We had lunch downstairs in the congressional dining room, a
big pleasant space with tall windows letting in the autumn sunlight, and then
it was up to Meeker’s office and a long afternoon talking with the President. I
have no idea to this day if Isaiah Meeker plays poker, but if he does, I pity
the other players; the skill with which he tried to lure me into saying more
than I should, while gracefully evading any question of mine he didn’t want to
answer, was really quite impressive. I’m pretty sure that he ended up with a clearer
idea of the incoming administration’s foreign-policy plans than anyone outside
of Ellen Montrose’s inner circle was entitled to have, though in exchange I
think I got a good sense of how his administration was likely to respond to
some of the impending changes in inter-American relations—including some I was
pretty sure he didn’t know about yet.
Dinner was at a really pleasant French place two blocks from
the Capitol: Berger, Patel, her husband Ramaraj, and me—Macallan had to attend
some kind of event at the Texan embassy. The conversation stayed deftly on the
edge between too little politics to be interesting and too much to be safe.
When I finally got back to my hotel room that night, I sat at the desk writing
down my impressions until well past midnight, and then fell into bed.

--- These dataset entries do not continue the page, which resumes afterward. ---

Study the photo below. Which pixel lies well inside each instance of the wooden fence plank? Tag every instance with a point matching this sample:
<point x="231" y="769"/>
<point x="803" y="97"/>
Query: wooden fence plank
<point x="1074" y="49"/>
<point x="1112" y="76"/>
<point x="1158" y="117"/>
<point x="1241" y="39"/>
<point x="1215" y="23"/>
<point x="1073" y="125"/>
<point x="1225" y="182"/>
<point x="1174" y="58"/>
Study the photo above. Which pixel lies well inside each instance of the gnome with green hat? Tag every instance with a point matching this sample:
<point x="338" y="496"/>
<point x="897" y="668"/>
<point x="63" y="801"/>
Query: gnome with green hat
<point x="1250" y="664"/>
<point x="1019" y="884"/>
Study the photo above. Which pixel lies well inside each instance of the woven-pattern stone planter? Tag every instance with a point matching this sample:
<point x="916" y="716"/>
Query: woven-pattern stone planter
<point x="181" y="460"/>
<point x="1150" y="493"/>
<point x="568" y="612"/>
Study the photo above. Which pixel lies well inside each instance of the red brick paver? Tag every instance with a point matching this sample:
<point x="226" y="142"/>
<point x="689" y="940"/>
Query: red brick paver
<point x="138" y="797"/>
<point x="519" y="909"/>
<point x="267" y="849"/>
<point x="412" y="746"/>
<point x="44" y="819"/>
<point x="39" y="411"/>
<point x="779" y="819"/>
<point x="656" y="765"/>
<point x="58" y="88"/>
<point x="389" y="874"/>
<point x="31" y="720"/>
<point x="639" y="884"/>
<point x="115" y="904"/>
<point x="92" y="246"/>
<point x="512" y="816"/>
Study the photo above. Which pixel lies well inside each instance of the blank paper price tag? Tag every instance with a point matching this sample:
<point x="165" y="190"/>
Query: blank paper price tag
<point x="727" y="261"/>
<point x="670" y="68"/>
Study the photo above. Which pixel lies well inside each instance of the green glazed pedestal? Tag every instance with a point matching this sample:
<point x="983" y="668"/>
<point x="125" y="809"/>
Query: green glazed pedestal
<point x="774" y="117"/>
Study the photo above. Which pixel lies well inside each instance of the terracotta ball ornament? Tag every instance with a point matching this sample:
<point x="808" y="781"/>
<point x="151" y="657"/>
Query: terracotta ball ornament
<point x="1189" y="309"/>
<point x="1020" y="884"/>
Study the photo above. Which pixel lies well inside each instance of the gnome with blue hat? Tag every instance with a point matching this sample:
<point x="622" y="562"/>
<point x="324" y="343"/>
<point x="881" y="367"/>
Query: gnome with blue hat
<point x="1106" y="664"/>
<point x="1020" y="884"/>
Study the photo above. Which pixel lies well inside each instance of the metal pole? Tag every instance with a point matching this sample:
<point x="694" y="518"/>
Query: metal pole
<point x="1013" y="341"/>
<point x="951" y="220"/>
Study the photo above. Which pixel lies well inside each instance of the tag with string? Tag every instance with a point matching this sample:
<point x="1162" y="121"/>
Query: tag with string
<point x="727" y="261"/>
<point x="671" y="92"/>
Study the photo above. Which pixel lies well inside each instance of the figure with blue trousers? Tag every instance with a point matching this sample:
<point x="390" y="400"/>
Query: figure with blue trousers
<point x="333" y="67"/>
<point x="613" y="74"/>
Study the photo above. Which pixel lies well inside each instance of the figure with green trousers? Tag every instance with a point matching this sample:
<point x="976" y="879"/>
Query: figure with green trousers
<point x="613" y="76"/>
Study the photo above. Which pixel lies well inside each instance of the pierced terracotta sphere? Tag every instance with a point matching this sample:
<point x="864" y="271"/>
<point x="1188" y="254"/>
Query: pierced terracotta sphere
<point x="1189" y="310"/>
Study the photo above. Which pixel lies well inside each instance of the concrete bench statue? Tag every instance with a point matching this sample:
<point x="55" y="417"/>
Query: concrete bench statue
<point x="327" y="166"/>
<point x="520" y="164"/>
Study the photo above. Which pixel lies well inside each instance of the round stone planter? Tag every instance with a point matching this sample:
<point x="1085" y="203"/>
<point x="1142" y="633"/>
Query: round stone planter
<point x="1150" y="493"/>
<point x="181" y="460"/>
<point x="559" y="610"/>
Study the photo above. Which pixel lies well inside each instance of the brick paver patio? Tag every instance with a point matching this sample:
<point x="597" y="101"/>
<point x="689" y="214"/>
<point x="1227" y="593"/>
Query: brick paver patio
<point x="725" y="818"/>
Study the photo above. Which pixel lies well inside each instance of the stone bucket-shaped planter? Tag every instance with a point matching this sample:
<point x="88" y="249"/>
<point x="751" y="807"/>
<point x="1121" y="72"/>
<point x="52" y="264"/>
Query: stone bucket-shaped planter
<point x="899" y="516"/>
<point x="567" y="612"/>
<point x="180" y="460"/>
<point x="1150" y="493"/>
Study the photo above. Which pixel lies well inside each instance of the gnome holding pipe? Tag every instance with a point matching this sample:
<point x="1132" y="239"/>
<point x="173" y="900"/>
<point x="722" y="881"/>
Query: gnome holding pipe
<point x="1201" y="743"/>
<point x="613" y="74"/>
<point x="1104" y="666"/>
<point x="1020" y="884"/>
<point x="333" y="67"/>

The next morning I’d scheduled a visit to the Capitol
Atheist Assembly’s school, and showed up at nine AM promptly just as classes
were getting under way. The drill was nearly the same as at the school in
Hicksville; I went to the office and signed in with the secretary, they found
someone to show me around, and I sat in the back of the room and watched a
couple of classes. I’d wanted to see their math and science classes, and I got
my wish, but what I saw wasn’t anything like the math and science I was used
to. The kids weren’t learning how to run programs to solve mathematical
problems, or watching computer simulations of experiments—no, they were
actually solving the problems and doing the experiments themselves. I watched a
room full of sixth-graders work their way through a geometrical proof, and a
class of eighth-graders hard at work setting up some kind of complicated
apparatus with mirrors and prisms that ran out to all four corners of the
classroom.
“The Michaelson-Morley experiment,” the teacher explained to
me as we stood on one side of the classroom and watched the students and a
couple of teacher’s apprentices get everything lined up. He was an old guy with
flyaway white hair and disconcertingly blue eyes. “I don’t know if they teach that outside, but
it’s one of the classic experiments in physics.”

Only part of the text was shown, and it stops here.